Perkiraan Komisi Pemilu Irak menyebut pemilu parlemen tahun ini memiliki jumlah pemilih terendah sejak tahun 2003. Pemilu digelar beberapa bulan lebih awal di bawah undang-undang baru yang dibuat untuk membantu kandidat independen sebagai respons atas protes anti-pemerintah dua tahun lalu.

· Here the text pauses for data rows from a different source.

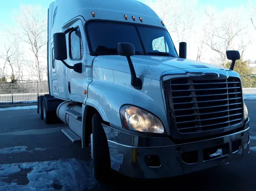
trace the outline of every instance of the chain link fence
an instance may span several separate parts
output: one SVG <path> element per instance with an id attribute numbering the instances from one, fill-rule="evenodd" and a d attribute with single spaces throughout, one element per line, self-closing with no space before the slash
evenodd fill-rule
<path id="1" fill-rule="evenodd" d="M 241 77 L 244 95 L 256 96 L 256 75 Z M 48 93 L 47 80 L 0 82 L 0 105 L 36 103 L 38 96 Z"/>
<path id="2" fill-rule="evenodd" d="M 39 96 L 48 93 L 47 80 L 0 82 L 0 105 L 36 103 Z"/>
<path id="3" fill-rule="evenodd" d="M 244 94 L 256 94 L 256 75 L 240 76 L 243 83 L 243 93 Z"/>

“Perebutan dan pembentukan pemerintah akan terlihat sama, pihak yang sama akan datang untuk berbagi kekuasaan dan tidak memberikan layanan dasar dan pekerjaan bagi warga dan selain itu juga akan terus membungkam perbedaan pendapat. Ini sangat memprihatinkan,” ucap Renad Mansour dari Inisiatif Irak di Chatham House.
Amerika Serikat (AS), Teluk Arab dan Israel ada di satu sisi, dan Iran ada di sisi lainnya, bersaing untuk mempengaruhi Irak, yang memberikan Teheran peluang untuk mendukung sekutu bersenjata di Suriah dan Lebanon.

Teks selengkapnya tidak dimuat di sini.